Resilience of law signifies inherent safeguards against human errors and not the weakness of law, a Delhi court observed on Thursday while addressing concerns over the efficacy of the Rule of Law due to the considerable time consumed by the judiciary in the Nirbhaya gang-rape and murder case.
While dismissing a plea filed by three of the four death-row convicts seeking a stay on their execution, Additional Sessions Judge Dharmender Rana said: "When would the convicts meet the Creator for their eternal penitence? The issue has been pestering the conscience of the community for past some time. The time consumed by the process of law has even led some diffident voices to timorously question the very efficacy of 'Rule of Law'.
"Let me inform all the suspecting souls that in this great land of Gautam Buddha and Gandhi, Rule of Law and not impetuous mob mentality, decides the fate of even the most wretched criminals and most abominable crimes. The resilience of law signifies the inherent safeguards against human errors and not the weakness of law".
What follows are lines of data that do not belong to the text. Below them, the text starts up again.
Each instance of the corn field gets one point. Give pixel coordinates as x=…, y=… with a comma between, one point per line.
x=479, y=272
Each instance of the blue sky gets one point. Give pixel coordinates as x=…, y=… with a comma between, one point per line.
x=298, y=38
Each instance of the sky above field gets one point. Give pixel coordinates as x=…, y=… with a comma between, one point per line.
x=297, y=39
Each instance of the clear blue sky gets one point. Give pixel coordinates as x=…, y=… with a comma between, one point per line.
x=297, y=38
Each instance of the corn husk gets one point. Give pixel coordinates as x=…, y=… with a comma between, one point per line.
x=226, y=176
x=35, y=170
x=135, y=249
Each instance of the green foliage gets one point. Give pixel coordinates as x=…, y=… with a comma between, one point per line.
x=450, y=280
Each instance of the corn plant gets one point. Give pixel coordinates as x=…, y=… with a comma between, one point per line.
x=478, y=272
The convicts tried to delay the hanging by resorting to all kinds of tactics but in vain as the court on Thursday cleared the decks for Friday's hanging by dismissing the plea as no valid ground was brought to its notice to justify the stay of execution of death warrants.
On March 5, a trial court issued fresh death warrants for 5.30 am on March 20 for the execution of convicts Mukesh Singh (32), Pawan Gupta (25), Vinay Sharma (26) and Akshay Kumar Singh (31).
The warrants, which were issued for the first time on January 7, have been deferred four times earlier on the ground that they were yet to exhaust all the legal remedies.
A 23-year-old physiotherapy intern, who came to be known as 'Nirbhaya' (fearless), was gang raped and savagely assaulted in a moving bus in south Delhi on December 16, 2012. She died after a fortnight.
Six people, including the four convicts and a juvenile, were named as accused. Ram Singh, the sixth accused, allegedly committed suicide in the Tihar Jail days after the trial began in the case.
The juvenile was released in 2015 after spending three years in a correctional home.